Allah (c.c.) rahmeti, selamı ve bereketi üzerinize olsun.
Sürekli Ahaber, Ülke tv, Sabah gazetesi gibi kaynakları takip ederse bir şey göremez zaten. Zaten o kaynakları takip ederseniz ülkenin ne kadar güzel olduğunu görürsünüz.
ÖN YARGILARINIZ sayesinde hangi TV kanallarını takip ettiğimi de öğrenmiş oldum
Düzenli olmamakla birlikte, açık ara ile haberleri NTV'den takip etmeyi TERCİH ediyorum.
OLUMSUZLUK odaklı yayınları imkan ölçüsünde takip etmemeyi TERCİH ediyorum.
OLUMLULUK odaklı hareket etmeye özen gösterdiğim için ülkemdeki her türlü gelişmeden haberdar olabiliyorum.
Neden eleştirmekten korkuyorsunuz? Bu biatçilik neden? Hatalı olan bir sisteme, ya da hadi onu eleştiremiyorsanız o sistemin içinde aksayan parçalara neden hatalıdır demiyorsunuz?
Körü körüne bu bağlılık neden? Ben 4+4+4 eğitim sisteminin birçok olumlu tarafını sayabilirim.
Din eğitiminde olan olumlu gelişmeler, 28 Şubat’ın bize kazığı katsayı adaletsizliğinin kaldırılması, okul öncesinde okullaşma oranının artması…
Bakın sistemin olumlu yönlerini yazınca bir tarafım eksilmedi.
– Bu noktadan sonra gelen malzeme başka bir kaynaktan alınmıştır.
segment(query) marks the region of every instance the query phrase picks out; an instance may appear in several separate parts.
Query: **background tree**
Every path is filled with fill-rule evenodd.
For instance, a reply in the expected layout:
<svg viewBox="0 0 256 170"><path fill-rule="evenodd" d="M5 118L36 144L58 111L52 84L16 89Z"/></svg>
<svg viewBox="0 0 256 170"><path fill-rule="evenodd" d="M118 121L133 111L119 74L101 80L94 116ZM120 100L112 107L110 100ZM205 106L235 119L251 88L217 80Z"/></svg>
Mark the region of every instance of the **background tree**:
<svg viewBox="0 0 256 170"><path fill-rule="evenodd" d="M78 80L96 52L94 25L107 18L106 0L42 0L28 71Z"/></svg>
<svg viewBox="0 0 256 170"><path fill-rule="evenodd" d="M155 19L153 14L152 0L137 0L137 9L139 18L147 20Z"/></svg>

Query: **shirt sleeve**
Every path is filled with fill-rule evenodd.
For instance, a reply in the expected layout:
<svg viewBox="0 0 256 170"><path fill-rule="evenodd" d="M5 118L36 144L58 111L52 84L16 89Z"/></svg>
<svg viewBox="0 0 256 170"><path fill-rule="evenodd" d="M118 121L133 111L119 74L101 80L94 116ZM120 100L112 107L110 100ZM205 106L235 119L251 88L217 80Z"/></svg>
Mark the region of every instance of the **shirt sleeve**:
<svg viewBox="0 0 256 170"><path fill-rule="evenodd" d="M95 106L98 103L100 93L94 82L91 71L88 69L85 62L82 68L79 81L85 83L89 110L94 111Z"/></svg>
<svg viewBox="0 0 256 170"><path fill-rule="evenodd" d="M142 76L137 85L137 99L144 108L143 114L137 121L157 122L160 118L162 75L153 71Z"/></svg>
Peki, olumsuz en ufak bir durumdan bahsetmekten siz niye çekiniyorsunuz/ korkuyorsunuz?
Eleştiriyoruz, tenkit ediyoruz, uyarıyoruz çünkü bu ülkeyi çok seviyoruz. Onun geleceği için kaygılanıyoruz.
Daha iyiye ulaşmasını istiyoruz. Peki siz? Evini süpürürken pislikleri halının altına süpüren insanlar gibi, pisliklerin orada biriktiğini bile bile neden görmezden geliyorsunuz?
OLUMLULUK odaklı hareket ettiğim için yaptığım eleştiriler gözden kaçıyor.
[linkler sadece üyelerimize görünmektedir.] forumdaşımın tavsiyesini dikkate alarak World War Z (Dünya savaşı Z) isimli filmi seyrettim.
Filmde rahatsız eden sahneler olmasına rağmen, faydalandığım bir film olduğu için bu vesile ile
[linkler sadece üyelerimize görünmektedir.] forumdaşıma teşekkür etmek istiyorum.
Filmde, Dünya'nın her tarafında zombi salgını görülmektedir. İsrail zombilerle en erken mücadeleye başlamış devlettir.
Baş aktörümüz Brad Pitt İsrail'in zombi teşhisini nasıl erkenden teşhis edebildiklerini öğrenmek için İsrail'e gider ve yetkililerle görüşür.
Görüşme diyaloğu şu şekildedir :
- İsrail nereden anladı?
- Hintli bir generalden gelen bildiri ele geçirdik. Rakshasha ile savaştıklarını söylüyordu. Tercümesi: Zombiler. Teknik olarak, yaşayan ölü.
- Jurgen Warmbrunn. Mossad'da üst düzey memur. Makul, rasyonel, hayalperest olmayan şeklinde tanımlanır.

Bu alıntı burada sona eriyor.